Por mais que Maaylän caminhasse,
ela parecia nunca encontrar o fim do Jardim. Todos os caminhos pareciam levar
para um único lugar: seu centro; e todos que cruzavam seus passos pareciam
muito felizes, como se nunca tivessem cogitado a possibilidade de deixar aquele
lugar, e como se, assim como ela, também o estivessem deslumbrando pela
primeira vez. Ali, homens, fadas e lobos dançavam cantilenas de roda, de mãos
dadas, escondendo-se por entre as árvores; casais apaixonados passeavam pela
vastidão inominável, recitando seu novo amor em sarais eternos de dedicação e
presteza; e humanos, outrora temerosos, acariciavam bestas-feras, híbridos de
águia e leão, serpente e albatroz, com toques de ternura.
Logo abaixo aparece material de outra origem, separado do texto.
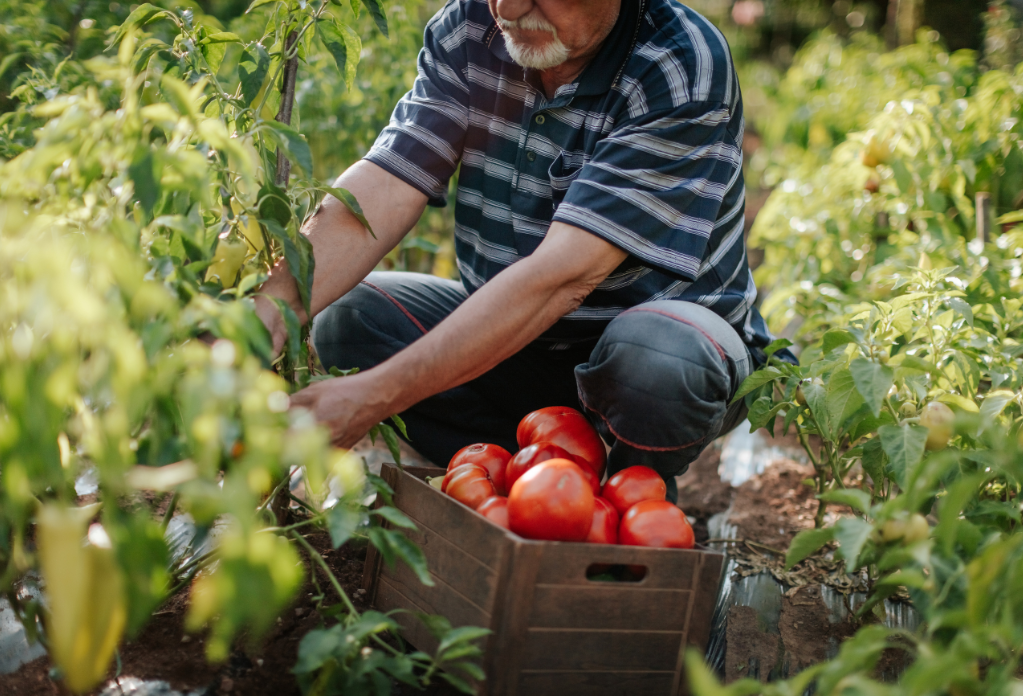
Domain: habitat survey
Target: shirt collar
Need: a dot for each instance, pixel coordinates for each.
(605, 70)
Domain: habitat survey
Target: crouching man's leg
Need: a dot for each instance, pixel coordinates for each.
(381, 316)
(659, 383)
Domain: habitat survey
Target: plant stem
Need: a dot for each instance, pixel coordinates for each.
(170, 511)
(314, 555)
(286, 104)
Maaylän percebia a existência de
algo diferente no ar. Algo que, assim como todas as criaturas vivas em volta,
pulsava e consumia força – mas que, ao mesmo tempo, dava energia ao Todo. Estava
impregnado em tudo, e podia ser sentido de muitas formas; através dos sons das
cascatas borbulhantes; do perfume das diversas margaridas-do-brejo e dríades;
do sabor do ar que perpassava línguas e narinas; através, até mesmo, do
vislumbre de formas etéreas que flutuavam no tempo-espaço como dançarinos
feitos de véu acetinado; e do toque de cada forma de vida que era semelhante a
uma explosão de sentimentos tão ancestrais quanto à idade daquele lugar.
Mais velha, portanto, que a idade
da própria Terra.
E foi enquanto experimentava
aquelas sensações tão novas e ao mesmo tempo tão conhecidas, que Maaylän cruzou
seus olhos com os dele – verdes como as pedras limosas que brotam fundo na
terra, filhas do fogo e da matéria. Suas feições eram ao mesmo tempo selvagens
e gentis. Chifres de cervo polidos adornavam-lhe a fronte altiva.
Ele sorria para ela, e seu
sorriso era como o descortinar de uma janela que traz luz a uma sala vazia: trouxe
o toque sutil do calor e da vida ao seu coração adormecido.
Ela descobriu, pela primeira vez,
o significado de um sentimento que até anteriormente era apenas uma palavra, um
nome usado para expressar verdades que, em seu mundo, não passavam de mentiras,
ou partes de uma verdade ínfima, e que não era tão linda quanto aquilo que
agora ela experimentava.
Seu coração explodiu numa miríade
de cores, tomando a forma de um buquê de rosas ao desabrochar.
“Venha”, sussurrou ele por entre
os sicomoros e as faias. “Pegue minha mão.”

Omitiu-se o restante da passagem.